Coming next year, the high-tech soothsayer predicts that his company SpaceX will launch reusable rockets that can leave our planet, venture into the thermosphere, and land safely back on Earth, which would allow for efficient commercial space travel. Consider that he already made history when his “Dragon” spacecraft became the first commercial vehicle to attach to the International Space Station five years ago.
If you've been following the North Korea escalation with concern, you might want to note Elon tweeted: “If you’re not concerned about AI safety, you should be. Vastly more risk than North Korea.”
Musk believes that artificial intelligence offers a serious existential threat to humans.
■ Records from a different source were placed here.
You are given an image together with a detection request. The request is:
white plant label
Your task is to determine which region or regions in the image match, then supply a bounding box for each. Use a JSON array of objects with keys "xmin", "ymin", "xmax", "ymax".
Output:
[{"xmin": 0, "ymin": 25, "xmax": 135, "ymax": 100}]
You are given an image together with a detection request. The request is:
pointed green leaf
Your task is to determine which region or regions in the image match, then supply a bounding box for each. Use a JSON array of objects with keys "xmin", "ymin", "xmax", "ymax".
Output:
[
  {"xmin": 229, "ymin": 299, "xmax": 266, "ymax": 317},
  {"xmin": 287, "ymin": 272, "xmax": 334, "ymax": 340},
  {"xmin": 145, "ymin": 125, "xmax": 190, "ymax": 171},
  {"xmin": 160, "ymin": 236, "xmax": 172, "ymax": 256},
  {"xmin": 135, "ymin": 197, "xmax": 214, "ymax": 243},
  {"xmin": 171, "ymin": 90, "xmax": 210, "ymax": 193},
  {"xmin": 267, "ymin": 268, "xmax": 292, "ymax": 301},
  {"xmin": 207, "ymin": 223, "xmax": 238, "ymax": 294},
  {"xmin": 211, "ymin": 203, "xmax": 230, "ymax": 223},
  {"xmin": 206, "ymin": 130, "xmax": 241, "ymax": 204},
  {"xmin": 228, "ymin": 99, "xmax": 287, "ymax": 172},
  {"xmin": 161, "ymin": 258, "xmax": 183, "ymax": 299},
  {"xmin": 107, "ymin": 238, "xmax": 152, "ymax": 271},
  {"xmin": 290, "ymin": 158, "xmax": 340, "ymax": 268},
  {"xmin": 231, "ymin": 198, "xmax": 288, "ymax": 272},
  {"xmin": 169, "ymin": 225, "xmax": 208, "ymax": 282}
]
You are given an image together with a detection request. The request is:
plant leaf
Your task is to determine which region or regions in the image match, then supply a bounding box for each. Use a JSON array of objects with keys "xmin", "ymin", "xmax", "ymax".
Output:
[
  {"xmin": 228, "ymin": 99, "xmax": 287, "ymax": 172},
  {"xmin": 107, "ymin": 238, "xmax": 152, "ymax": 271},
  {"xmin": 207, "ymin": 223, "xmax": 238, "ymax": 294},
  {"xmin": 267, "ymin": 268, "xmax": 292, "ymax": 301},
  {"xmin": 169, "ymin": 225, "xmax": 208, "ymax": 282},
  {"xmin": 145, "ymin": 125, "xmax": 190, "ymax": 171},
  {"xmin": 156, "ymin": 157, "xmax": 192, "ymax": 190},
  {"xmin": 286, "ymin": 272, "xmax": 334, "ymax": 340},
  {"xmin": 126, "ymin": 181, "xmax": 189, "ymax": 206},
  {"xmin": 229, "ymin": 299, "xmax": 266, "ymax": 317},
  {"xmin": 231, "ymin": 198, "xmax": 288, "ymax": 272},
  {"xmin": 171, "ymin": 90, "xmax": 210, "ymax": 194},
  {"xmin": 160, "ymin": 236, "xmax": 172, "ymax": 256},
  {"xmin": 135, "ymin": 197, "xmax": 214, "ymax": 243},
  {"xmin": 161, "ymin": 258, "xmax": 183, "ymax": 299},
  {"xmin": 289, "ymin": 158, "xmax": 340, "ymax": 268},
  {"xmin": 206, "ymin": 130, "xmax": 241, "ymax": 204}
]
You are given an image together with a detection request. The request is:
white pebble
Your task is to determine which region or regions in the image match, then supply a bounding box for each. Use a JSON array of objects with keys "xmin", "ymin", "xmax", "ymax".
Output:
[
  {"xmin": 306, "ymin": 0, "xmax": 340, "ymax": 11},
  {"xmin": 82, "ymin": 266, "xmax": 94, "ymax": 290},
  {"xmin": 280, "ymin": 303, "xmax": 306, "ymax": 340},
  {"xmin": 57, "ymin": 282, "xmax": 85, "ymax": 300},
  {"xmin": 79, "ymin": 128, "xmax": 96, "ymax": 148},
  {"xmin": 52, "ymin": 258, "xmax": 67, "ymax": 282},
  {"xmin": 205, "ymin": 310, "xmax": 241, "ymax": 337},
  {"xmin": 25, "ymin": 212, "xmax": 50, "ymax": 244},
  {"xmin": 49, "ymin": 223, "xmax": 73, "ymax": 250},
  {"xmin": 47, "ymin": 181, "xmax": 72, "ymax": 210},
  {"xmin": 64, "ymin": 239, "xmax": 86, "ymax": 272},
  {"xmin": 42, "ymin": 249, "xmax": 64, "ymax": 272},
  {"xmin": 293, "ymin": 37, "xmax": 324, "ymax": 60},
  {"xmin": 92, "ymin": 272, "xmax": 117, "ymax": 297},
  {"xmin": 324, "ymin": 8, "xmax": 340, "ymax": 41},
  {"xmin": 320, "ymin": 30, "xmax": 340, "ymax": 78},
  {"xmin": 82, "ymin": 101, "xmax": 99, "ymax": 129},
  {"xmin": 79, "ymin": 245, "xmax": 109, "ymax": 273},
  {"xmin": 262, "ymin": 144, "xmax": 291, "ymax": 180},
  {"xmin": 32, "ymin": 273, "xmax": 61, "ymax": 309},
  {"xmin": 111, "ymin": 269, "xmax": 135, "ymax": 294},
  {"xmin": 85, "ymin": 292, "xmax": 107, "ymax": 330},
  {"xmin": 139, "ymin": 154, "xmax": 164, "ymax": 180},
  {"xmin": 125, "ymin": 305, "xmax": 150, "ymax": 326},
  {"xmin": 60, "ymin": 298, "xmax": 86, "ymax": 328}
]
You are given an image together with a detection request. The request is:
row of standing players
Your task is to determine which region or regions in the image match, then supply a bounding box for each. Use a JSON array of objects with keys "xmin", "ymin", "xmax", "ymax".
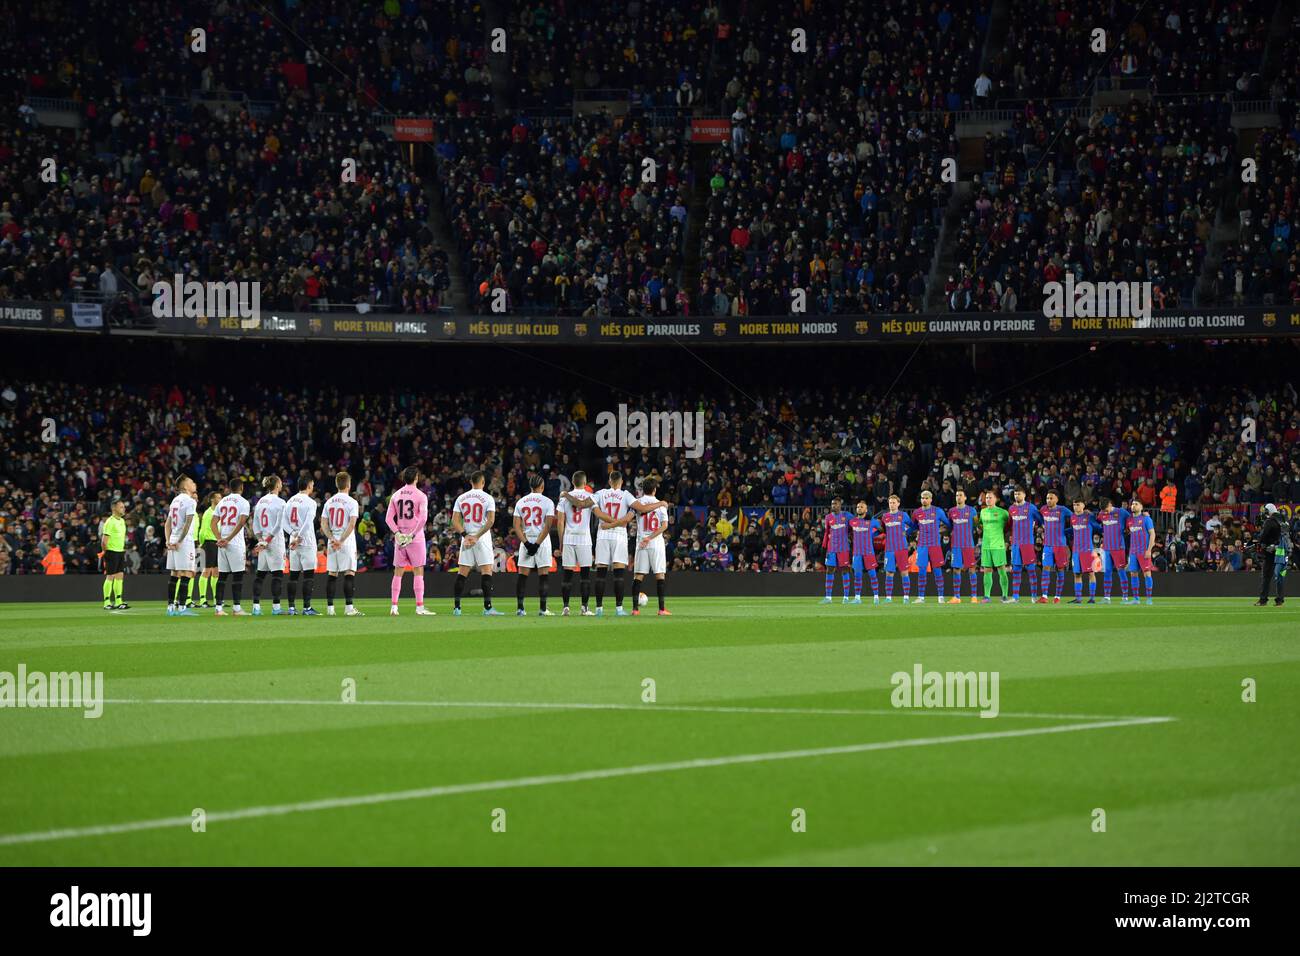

He took the notion to a significant level when he said that experimenting with AI is tantamount to “summoning the demon” and that AI technology is “growing at a pace close to exponential”.
Look for the AI threat around 2024, according to Musk, and if earthlings do survive the AI insurrection, he foresees that machines will perform at a higher level than humans at every imaginable task by 2040.
He also says that in 2040, humans will plant their flag on Mars with a colonized city developing by 2060.
As far as life on Earth goes, within 10 years electric cars will lead the market, and solar energy will be the dominate provider of power by 2033.
Musk is a visionary who claims the mentality of a “samurai” who would rather commit “seppuku than fail”. He has also said that he doesn't have a girlfriend because he is not willing to commit 5 to 10 hours a week on a personal relationship, and he once told an employee who missed a company event to witness the birth of his child, that his absence was not excusable, telling his employee, “I am extremely disappointed. You need to figure out where your priorities are. We're changing the world and changing history, and you either commit or you don't.”
The man is certainly committed to the cause of evolving the world, but will his predictions hold true?